ABSTRACT

Thanks to the emergence and dynamism of new research fields over the past forty years, women and gender historians have been able to (re)define essential concepts and tools of analysis in order to examine women’s past. Some of these findings and observations, however, came mostly from the examination of recent historical events and experiences, and are often wrongly used and applied to other historical periods. Patriarchy is one of them. In early modern Western historiography, patriarchy is usually described as a social organization marked by the supremacy of the father/husband in the family, the legal dependence of wives and children, and the reckoning of descent and inheritance in the male line.
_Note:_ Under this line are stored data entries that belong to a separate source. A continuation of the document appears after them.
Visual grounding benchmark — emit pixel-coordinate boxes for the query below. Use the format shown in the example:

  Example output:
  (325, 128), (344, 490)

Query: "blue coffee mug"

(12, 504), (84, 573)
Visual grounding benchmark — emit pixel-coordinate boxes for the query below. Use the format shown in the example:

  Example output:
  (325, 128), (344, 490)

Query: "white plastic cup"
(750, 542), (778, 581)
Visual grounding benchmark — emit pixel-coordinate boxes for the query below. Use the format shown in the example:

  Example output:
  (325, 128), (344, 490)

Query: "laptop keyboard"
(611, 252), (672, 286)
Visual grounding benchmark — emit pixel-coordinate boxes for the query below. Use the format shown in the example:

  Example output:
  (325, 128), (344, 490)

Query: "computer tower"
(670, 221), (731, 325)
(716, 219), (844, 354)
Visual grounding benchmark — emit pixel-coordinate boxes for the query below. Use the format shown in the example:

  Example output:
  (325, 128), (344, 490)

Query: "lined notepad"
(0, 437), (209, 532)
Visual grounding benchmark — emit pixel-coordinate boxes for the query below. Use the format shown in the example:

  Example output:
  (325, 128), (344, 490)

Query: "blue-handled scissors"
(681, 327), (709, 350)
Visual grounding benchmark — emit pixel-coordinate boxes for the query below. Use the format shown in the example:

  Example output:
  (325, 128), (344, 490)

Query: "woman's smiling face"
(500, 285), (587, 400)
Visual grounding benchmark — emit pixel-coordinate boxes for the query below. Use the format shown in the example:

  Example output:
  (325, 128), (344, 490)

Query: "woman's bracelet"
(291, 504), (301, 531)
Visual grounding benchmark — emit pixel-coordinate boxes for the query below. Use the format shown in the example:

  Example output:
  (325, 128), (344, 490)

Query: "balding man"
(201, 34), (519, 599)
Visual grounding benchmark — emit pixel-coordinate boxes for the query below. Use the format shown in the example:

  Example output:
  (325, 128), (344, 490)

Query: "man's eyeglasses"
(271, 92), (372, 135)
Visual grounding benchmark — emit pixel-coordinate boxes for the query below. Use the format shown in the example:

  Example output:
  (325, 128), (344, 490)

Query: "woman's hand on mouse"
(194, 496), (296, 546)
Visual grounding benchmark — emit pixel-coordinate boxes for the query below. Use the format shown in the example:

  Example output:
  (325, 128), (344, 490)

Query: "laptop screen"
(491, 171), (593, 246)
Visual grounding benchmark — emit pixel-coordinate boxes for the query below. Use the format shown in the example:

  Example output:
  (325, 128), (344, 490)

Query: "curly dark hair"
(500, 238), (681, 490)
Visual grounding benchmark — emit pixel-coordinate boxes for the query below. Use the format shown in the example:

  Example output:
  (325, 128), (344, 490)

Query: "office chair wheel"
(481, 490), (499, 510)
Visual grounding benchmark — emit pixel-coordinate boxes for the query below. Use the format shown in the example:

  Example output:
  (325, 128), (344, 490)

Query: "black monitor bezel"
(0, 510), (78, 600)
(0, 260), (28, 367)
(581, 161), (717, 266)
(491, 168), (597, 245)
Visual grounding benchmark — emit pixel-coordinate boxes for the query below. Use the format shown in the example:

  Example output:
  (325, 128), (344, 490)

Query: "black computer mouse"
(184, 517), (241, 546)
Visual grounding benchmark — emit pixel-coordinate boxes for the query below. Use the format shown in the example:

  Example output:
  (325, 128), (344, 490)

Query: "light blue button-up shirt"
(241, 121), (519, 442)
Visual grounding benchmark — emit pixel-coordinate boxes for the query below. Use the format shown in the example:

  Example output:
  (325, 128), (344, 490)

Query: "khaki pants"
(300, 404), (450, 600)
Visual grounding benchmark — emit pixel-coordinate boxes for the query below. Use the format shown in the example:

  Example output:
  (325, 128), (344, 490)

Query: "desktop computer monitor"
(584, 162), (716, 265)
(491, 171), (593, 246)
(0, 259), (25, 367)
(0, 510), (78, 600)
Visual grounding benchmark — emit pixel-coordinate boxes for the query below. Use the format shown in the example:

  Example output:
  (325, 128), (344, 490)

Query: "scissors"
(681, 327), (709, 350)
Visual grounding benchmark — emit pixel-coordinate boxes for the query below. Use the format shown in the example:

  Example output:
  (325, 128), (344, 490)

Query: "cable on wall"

But as patriarchy has been theorized in the light of capitalism’s outcomes, this chapter argues that it should not be used as a significant parameter for premodern studies. This chapter proposes, therefore, to revisit the paradigm of patriarchy applied to early modern Europe, with special reference to France. Because it has long been assumed that patriarchy was propped up by a male monopolization of the ‘public’ sphere of market relations, demonstration of prominent female activity in the latter prompt a re-thinking of the reach of patriarchy in real lives. Looking at the lives and experiences of female peasants in eighteenth-century France, mostly to the light of market activities, I highlight the discrepancy between theory—i.e., the written rules, the custom and even the ancient tradition that supported patriarchy—and new social practices and norms that challenged it.